As Toby Edwards, deli manager at Friday Street Farm Shop, explained, “Being in the middle of the cost-of-living crisis now, a lot of us are shopping with quality in mind. But with this distrust of the supermarkets and the feel that they are ripping customers off, we can show that you can spend the same or even less with us and receive a higher quality product, whether that be meat, fruit, veg and cheese.”

“We can showcase the high-quality food and reasonable prices that we have and still compete with the supermarkets and their prices.”

Andrew agreed, “Independent retailers earn trust by always treating customers fairly. They are local shops and if they lose trust, they lose the right to trade. Now is the time for independent food shops to remind customers of the value they offer and the support they give to their local communities. 

“Our customers are looking for quality produce, local produce and fair prices so it is essential to keep that message clear along with excellent customer service,” Simon Jones, owner of Forest Deli, added.

Communication is key
Gaining the trust of shoppers during difficult financial times isn’t an easy feat. However, independents are in a unique position to communicate effectively with customers, something supermarkets simply cannot do.

As Simon explained, “One of the main topics of conversation recently has been the rises in prices for milk and cheese, which in some cases has doubled in the supermarkets and is often referenced in the news. We take time with our customers to chat, and I am always very pleased to explain that some of our cheese has not gone up at all, which does surprise most people.

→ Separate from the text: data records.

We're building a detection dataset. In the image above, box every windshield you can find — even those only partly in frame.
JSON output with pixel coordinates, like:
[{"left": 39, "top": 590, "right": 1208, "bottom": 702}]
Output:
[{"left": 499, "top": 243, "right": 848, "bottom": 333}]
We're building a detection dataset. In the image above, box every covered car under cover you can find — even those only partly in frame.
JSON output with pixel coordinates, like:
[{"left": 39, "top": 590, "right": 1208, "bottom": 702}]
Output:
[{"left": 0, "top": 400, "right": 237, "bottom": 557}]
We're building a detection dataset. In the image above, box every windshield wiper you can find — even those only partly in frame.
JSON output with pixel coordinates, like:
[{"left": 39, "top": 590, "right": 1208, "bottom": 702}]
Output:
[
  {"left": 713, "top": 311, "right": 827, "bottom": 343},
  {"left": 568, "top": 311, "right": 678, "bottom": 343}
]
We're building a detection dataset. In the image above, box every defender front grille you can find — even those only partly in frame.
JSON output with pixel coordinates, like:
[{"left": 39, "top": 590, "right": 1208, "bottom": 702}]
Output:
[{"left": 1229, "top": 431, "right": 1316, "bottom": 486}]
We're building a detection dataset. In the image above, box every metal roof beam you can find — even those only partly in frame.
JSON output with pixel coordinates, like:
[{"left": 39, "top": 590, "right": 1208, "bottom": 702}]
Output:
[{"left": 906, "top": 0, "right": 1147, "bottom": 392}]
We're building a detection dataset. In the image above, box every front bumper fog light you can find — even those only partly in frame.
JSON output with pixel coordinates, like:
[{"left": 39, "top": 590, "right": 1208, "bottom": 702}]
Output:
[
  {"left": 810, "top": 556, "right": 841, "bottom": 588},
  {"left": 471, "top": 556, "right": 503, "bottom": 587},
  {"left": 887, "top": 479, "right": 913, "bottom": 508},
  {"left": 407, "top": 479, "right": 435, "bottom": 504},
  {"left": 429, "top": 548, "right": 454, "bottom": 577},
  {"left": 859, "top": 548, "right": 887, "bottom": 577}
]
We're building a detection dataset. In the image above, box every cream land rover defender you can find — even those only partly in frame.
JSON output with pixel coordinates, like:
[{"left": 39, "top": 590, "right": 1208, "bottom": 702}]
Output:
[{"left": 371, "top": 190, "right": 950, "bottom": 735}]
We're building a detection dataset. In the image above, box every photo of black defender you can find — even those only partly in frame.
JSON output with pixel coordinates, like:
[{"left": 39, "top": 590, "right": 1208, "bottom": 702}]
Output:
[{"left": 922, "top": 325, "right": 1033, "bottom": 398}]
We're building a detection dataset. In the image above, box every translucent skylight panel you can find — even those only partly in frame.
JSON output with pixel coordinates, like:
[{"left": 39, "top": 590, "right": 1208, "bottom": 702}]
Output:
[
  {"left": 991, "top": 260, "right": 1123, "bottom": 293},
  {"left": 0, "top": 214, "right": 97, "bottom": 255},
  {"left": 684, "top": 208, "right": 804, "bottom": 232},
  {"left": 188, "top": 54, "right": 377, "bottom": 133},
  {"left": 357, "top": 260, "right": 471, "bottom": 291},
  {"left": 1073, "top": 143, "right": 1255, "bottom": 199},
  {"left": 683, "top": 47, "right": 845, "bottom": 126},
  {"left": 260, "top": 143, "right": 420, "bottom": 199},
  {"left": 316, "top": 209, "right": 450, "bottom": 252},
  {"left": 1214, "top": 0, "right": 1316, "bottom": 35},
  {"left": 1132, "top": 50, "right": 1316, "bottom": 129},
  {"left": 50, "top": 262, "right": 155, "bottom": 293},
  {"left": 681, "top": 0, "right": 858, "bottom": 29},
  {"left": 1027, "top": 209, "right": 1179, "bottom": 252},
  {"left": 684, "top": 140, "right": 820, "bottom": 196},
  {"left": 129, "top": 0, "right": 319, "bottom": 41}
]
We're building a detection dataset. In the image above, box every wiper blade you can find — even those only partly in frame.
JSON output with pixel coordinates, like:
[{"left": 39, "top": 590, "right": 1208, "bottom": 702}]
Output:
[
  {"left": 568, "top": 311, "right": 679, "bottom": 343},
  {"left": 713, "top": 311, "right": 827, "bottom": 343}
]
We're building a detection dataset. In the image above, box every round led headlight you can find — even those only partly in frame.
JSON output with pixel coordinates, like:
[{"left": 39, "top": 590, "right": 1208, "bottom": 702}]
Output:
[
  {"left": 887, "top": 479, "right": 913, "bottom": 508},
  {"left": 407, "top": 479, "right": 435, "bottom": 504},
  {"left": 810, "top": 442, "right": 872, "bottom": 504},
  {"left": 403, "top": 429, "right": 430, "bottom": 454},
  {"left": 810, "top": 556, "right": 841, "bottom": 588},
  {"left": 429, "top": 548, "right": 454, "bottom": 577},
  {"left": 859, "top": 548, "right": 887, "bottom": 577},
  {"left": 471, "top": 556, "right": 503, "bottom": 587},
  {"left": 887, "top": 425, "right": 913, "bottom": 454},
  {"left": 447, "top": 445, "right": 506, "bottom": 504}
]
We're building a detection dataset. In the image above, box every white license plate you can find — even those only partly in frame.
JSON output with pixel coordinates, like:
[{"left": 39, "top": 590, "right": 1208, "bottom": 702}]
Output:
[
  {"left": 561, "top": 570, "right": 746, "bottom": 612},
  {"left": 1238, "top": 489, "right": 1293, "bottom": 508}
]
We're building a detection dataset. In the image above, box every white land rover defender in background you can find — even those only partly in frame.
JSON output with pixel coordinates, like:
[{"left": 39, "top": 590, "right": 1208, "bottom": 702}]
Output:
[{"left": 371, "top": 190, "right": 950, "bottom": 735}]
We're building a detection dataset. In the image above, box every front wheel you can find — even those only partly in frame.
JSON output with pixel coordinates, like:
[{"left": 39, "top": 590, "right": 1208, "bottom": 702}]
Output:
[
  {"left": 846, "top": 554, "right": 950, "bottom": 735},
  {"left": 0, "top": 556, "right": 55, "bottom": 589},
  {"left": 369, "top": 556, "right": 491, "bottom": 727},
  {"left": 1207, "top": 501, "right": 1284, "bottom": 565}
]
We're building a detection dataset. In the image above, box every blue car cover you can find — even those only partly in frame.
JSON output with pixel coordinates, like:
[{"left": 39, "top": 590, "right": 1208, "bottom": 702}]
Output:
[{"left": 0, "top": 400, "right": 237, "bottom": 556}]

“Sourcing cheeses direct from local farms and knowing the producers well means we have a strong relationship and can have honest conversations about prices, costs etc, so when there are rises that we need to pass on, we can explain exactly why there is an increase. Be that cost of feed, fertiliser, packaging or electricity – it helps the customers to fully understand what the producers have to do.”

Indeed, it is this distinction that can help fine food shops to boost sales. According to Toby, “A story about the products or your enthusiasm can sell the product more than an offer can. Show them how to cook it or show them a dish to use it in. Give them a one-on-one experience they won’t forget. 

“Always good to remember a face or name as well, to check up on how they got with your product, make them feel valued as your customer, rather than a number like the supermarkets.”